Ah ! crains les dieux vengeurs, crains l’Amour en colère :
Ils entendront les cris d’une jeune bergère
Dont le cœur innocent crut devoir du retour
À qui par mille soins attestoit son amour.
Dieux justes ! armez-vous, accablez ce parjure ;
Que les cuisans remords lui servent de torture ;
Qu’à son tour il essuye et mépris et fierté ;
Qu’il éprouve l’horreur d’une infidélité ;
Qu’il soit enfin réduit, dans l’excès de sa peine,
À désirer en vain la tendresse d’Ismène
La désirer en vain ! Que dis-je ? Quelle erreur !

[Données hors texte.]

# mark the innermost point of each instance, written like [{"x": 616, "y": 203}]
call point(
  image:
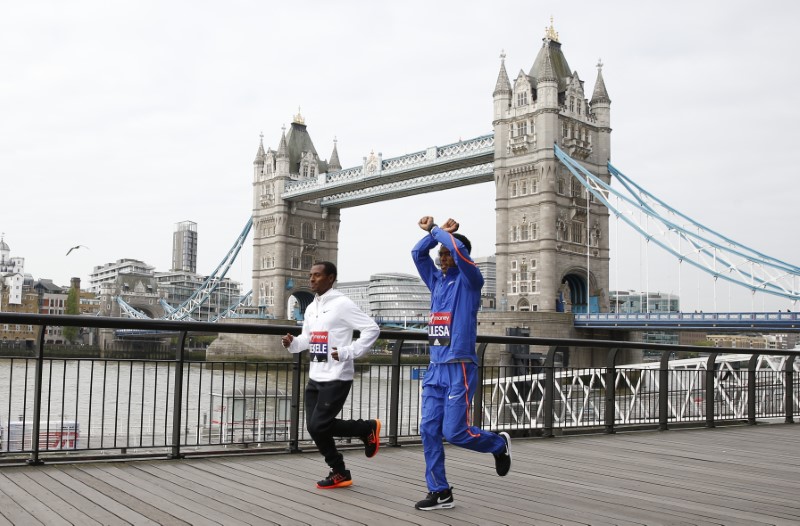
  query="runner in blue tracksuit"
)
[{"x": 451, "y": 379}]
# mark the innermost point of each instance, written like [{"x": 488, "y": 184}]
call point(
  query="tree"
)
[{"x": 72, "y": 307}]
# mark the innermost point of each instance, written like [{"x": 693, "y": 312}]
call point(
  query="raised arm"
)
[{"x": 463, "y": 260}]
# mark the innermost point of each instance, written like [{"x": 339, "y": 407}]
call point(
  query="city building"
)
[
  {"x": 12, "y": 274},
  {"x": 358, "y": 291},
  {"x": 631, "y": 301},
  {"x": 110, "y": 272},
  {"x": 390, "y": 296},
  {"x": 772, "y": 341},
  {"x": 397, "y": 296},
  {"x": 184, "y": 247},
  {"x": 488, "y": 268}
]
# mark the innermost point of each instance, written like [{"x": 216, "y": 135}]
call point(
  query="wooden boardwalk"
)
[{"x": 730, "y": 475}]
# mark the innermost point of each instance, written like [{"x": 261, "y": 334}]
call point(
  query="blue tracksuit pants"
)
[{"x": 447, "y": 393}]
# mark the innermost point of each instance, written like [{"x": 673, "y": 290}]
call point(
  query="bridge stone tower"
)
[
  {"x": 289, "y": 237},
  {"x": 548, "y": 237}
]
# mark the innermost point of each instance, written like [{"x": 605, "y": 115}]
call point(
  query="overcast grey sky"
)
[{"x": 120, "y": 119}]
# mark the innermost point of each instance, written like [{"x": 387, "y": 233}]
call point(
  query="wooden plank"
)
[
  {"x": 65, "y": 509},
  {"x": 13, "y": 512},
  {"x": 33, "y": 504},
  {"x": 124, "y": 478},
  {"x": 207, "y": 474},
  {"x": 209, "y": 494},
  {"x": 116, "y": 501}
]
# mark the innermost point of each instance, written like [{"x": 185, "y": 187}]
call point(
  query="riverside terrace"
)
[{"x": 713, "y": 468}]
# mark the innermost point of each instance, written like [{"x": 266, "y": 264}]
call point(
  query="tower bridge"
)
[
  {"x": 551, "y": 234},
  {"x": 548, "y": 155}
]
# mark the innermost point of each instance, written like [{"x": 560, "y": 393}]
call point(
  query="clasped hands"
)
[{"x": 427, "y": 224}]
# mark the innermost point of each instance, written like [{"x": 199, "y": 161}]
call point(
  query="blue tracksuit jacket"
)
[{"x": 452, "y": 376}]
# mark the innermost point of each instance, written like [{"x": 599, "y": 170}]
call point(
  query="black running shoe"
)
[
  {"x": 372, "y": 441},
  {"x": 336, "y": 480},
  {"x": 436, "y": 500},
  {"x": 502, "y": 461}
]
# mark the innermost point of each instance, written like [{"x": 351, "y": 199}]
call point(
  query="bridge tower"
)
[
  {"x": 548, "y": 237},
  {"x": 288, "y": 237}
]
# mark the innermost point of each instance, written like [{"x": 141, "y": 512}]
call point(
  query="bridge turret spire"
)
[
  {"x": 283, "y": 148},
  {"x": 502, "y": 85},
  {"x": 502, "y": 90},
  {"x": 260, "y": 154},
  {"x": 334, "y": 164},
  {"x": 600, "y": 94}
]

Puis-je éteindre ce feu d’où dépend mon bonheur ?
Pardonne ces transports d’une amante éperdue,
Cher Tircis : mon courroux soutiendroit-il ta vue ?
Pourrois-je mépriser un tendre repentir,
Moi qui, malgré les maux que tu me fais sentir,
Et lorsque je te crois infidèle et perfide,
Ne sçaurois arrêter cette flamme rapide
Qui sans cesse vers toi porte mes vœux ardens :
Viens, parois seulement : mes désirs sont contens.

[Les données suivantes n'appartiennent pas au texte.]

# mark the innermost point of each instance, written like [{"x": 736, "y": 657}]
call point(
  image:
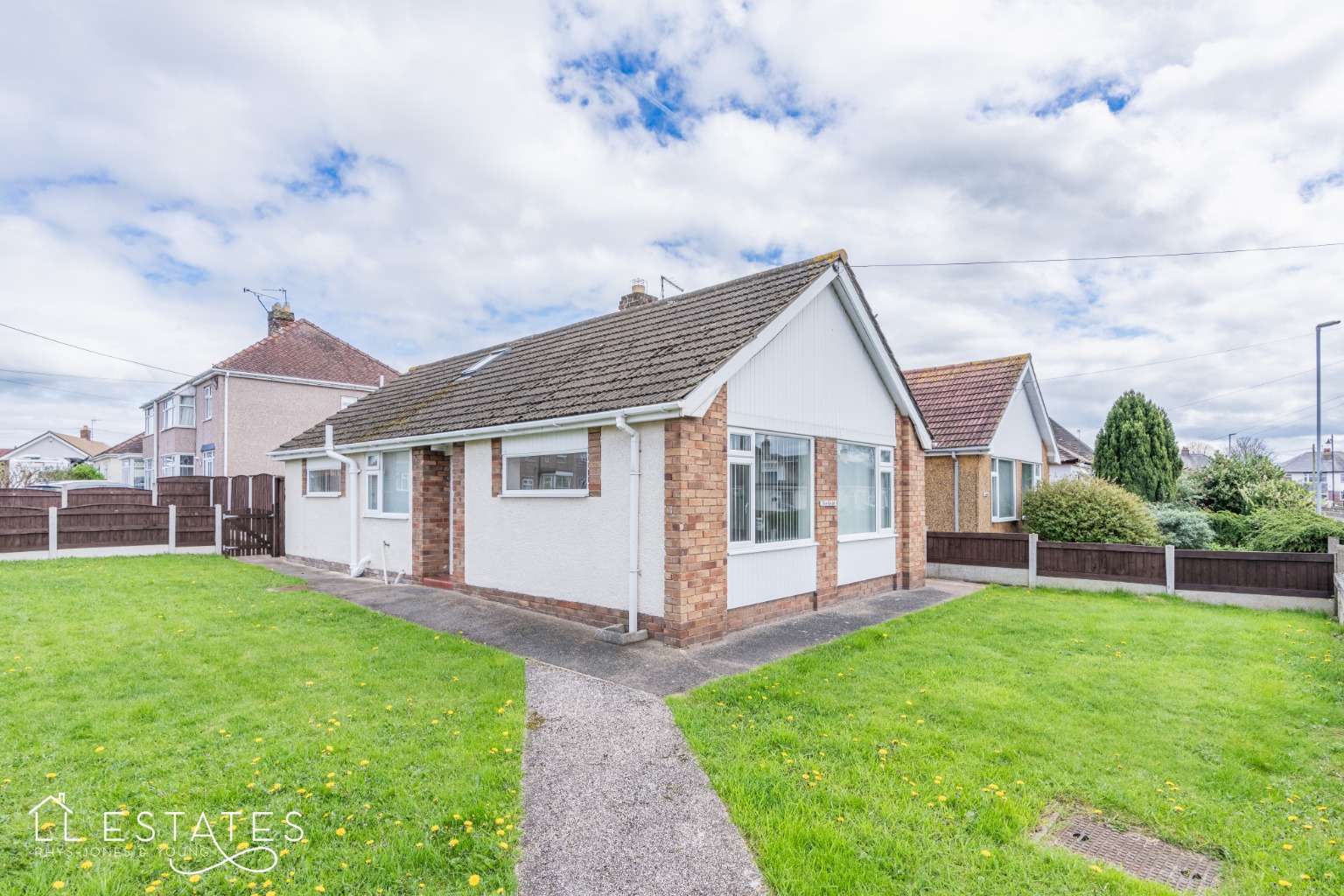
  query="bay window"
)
[
  {"x": 769, "y": 488},
  {"x": 863, "y": 489},
  {"x": 1003, "y": 489},
  {"x": 388, "y": 484}
]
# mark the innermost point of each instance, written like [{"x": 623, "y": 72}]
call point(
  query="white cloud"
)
[{"x": 507, "y": 171}]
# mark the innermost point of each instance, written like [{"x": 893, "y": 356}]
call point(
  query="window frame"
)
[
  {"x": 879, "y": 468},
  {"x": 993, "y": 489},
  {"x": 375, "y": 471},
  {"x": 543, "y": 494},
  {"x": 747, "y": 458}
]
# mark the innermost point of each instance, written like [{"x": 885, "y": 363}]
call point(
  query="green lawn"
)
[
  {"x": 188, "y": 684},
  {"x": 920, "y": 755}
]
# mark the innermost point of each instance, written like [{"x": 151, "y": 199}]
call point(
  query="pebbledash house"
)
[{"x": 715, "y": 459}]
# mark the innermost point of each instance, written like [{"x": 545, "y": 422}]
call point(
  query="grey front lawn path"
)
[
  {"x": 648, "y": 665},
  {"x": 613, "y": 801}
]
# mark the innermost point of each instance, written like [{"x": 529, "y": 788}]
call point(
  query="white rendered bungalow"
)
[{"x": 706, "y": 461}]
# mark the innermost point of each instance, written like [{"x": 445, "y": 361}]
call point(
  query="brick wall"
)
[
  {"x": 696, "y": 539},
  {"x": 910, "y": 507},
  {"x": 430, "y": 512},
  {"x": 827, "y": 522},
  {"x": 596, "y": 462}
]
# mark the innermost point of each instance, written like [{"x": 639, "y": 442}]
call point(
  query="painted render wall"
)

Le plus grand de mes maux, hélas ! c’est ton absence.
Tout me dit maintenant : l’oubli, l’indifférence,
Ont éteint pour jamais l’amour de ton berger :
Dans des liens plus doux il a sçu s’engager
Ah ! soupçon accablant, mortelle jalousie,
Quels coups viens-tu porter à mon ame attendrie !

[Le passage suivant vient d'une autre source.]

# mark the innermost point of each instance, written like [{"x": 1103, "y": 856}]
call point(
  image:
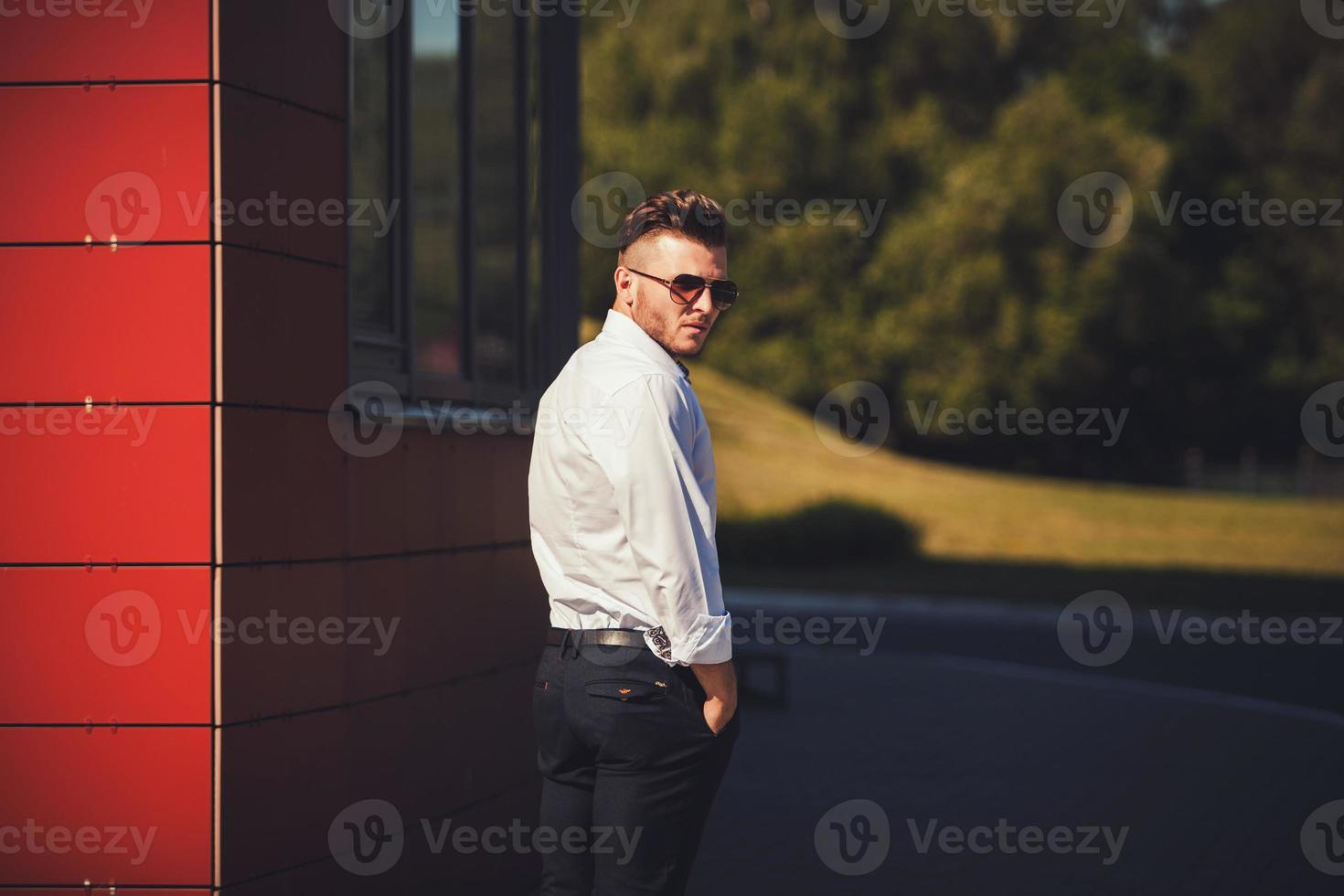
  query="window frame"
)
[{"x": 389, "y": 355}]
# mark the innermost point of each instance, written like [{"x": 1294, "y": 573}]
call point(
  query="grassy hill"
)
[{"x": 1009, "y": 535}]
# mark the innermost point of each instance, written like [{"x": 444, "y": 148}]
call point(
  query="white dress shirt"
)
[{"x": 623, "y": 500}]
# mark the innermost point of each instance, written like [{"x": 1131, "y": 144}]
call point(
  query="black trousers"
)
[{"x": 631, "y": 770}]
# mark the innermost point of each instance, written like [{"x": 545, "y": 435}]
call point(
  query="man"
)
[{"x": 636, "y": 699}]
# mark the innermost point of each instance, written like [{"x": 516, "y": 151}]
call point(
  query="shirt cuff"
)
[{"x": 706, "y": 641}]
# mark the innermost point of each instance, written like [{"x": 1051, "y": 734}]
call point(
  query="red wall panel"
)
[
  {"x": 131, "y": 645},
  {"x": 131, "y": 484},
  {"x": 132, "y": 324},
  {"x": 132, "y": 163},
  {"x": 58, "y": 42},
  {"x": 93, "y": 793}
]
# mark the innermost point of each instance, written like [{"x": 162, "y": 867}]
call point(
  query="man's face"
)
[{"x": 680, "y": 329}]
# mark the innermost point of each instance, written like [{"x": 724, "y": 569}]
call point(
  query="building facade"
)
[{"x": 279, "y": 283}]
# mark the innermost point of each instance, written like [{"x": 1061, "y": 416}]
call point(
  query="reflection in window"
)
[
  {"x": 497, "y": 197},
  {"x": 369, "y": 151},
  {"x": 436, "y": 168}
]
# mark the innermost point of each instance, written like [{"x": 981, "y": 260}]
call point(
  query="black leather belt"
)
[{"x": 620, "y": 637}]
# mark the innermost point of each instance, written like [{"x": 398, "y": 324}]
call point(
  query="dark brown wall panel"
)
[
  {"x": 132, "y": 324},
  {"x": 281, "y": 486},
  {"x": 289, "y": 50},
  {"x": 281, "y": 655},
  {"x": 283, "y": 174},
  {"x": 283, "y": 331}
]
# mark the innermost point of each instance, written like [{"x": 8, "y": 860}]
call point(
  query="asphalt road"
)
[{"x": 988, "y": 761}]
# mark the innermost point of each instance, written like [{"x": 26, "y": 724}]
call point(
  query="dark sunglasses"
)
[{"x": 686, "y": 289}]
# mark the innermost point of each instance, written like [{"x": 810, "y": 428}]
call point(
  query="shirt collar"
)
[{"x": 624, "y": 329}]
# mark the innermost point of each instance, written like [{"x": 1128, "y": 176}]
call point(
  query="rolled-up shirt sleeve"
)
[{"x": 646, "y": 452}]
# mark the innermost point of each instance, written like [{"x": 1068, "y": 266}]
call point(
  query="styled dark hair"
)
[{"x": 683, "y": 212}]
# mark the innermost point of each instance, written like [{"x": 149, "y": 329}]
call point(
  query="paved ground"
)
[{"x": 1207, "y": 759}]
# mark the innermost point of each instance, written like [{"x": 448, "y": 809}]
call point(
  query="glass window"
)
[
  {"x": 437, "y": 188},
  {"x": 497, "y": 195},
  {"x": 369, "y": 160}
]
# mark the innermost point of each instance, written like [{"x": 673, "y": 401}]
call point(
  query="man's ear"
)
[{"x": 624, "y": 281}]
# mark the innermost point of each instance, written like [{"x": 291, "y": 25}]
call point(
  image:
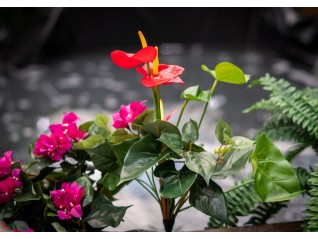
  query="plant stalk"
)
[{"x": 207, "y": 103}]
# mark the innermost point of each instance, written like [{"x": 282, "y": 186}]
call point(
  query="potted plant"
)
[{"x": 60, "y": 184}]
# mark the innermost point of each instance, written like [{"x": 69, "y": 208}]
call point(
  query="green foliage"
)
[
  {"x": 294, "y": 112},
  {"x": 242, "y": 201},
  {"x": 311, "y": 214}
]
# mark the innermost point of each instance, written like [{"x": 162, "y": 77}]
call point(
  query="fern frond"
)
[
  {"x": 311, "y": 217},
  {"x": 299, "y": 106},
  {"x": 241, "y": 200}
]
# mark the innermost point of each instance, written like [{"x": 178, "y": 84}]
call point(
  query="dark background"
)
[{"x": 27, "y": 34}]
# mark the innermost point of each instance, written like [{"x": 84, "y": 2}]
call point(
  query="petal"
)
[
  {"x": 77, "y": 211},
  {"x": 127, "y": 60},
  {"x": 63, "y": 215},
  {"x": 70, "y": 118}
]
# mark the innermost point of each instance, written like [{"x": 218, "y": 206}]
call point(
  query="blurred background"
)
[{"x": 55, "y": 60}]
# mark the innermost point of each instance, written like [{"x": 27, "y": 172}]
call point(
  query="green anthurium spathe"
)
[
  {"x": 202, "y": 163},
  {"x": 228, "y": 73},
  {"x": 174, "y": 183},
  {"x": 196, "y": 93},
  {"x": 274, "y": 178},
  {"x": 190, "y": 132},
  {"x": 223, "y": 132}
]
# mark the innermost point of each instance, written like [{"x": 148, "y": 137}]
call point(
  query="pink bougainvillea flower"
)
[
  {"x": 16, "y": 176},
  {"x": 5, "y": 164},
  {"x": 129, "y": 60},
  {"x": 54, "y": 146},
  {"x": 167, "y": 74},
  {"x": 69, "y": 127},
  {"x": 128, "y": 113},
  {"x": 68, "y": 200},
  {"x": 7, "y": 189}
]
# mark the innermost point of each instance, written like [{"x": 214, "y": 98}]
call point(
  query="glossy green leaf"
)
[
  {"x": 28, "y": 192},
  {"x": 88, "y": 190},
  {"x": 210, "y": 72},
  {"x": 274, "y": 178},
  {"x": 209, "y": 199},
  {"x": 141, "y": 156},
  {"x": 121, "y": 135},
  {"x": 239, "y": 142},
  {"x": 190, "y": 131},
  {"x": 174, "y": 183},
  {"x": 104, "y": 213},
  {"x": 144, "y": 118},
  {"x": 100, "y": 126},
  {"x": 103, "y": 157},
  {"x": 223, "y": 132},
  {"x": 229, "y": 73},
  {"x": 202, "y": 163},
  {"x": 233, "y": 162},
  {"x": 85, "y": 126},
  {"x": 159, "y": 127},
  {"x": 89, "y": 142},
  {"x": 111, "y": 179},
  {"x": 172, "y": 141},
  {"x": 196, "y": 93}
]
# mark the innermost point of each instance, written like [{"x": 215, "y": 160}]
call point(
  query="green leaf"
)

Non, Ismène, pour toi, non, il n’est plus d’espoir :
Tircis, en s’éloignant, fuit un triste devoir.
On gênoit son penchant par cet hymen funeste.
Il évite des nœuds que sans doute il déteste.
Va, berger trop aimé, garde ta liberté.
Préfère un vain éclat à la simplicité.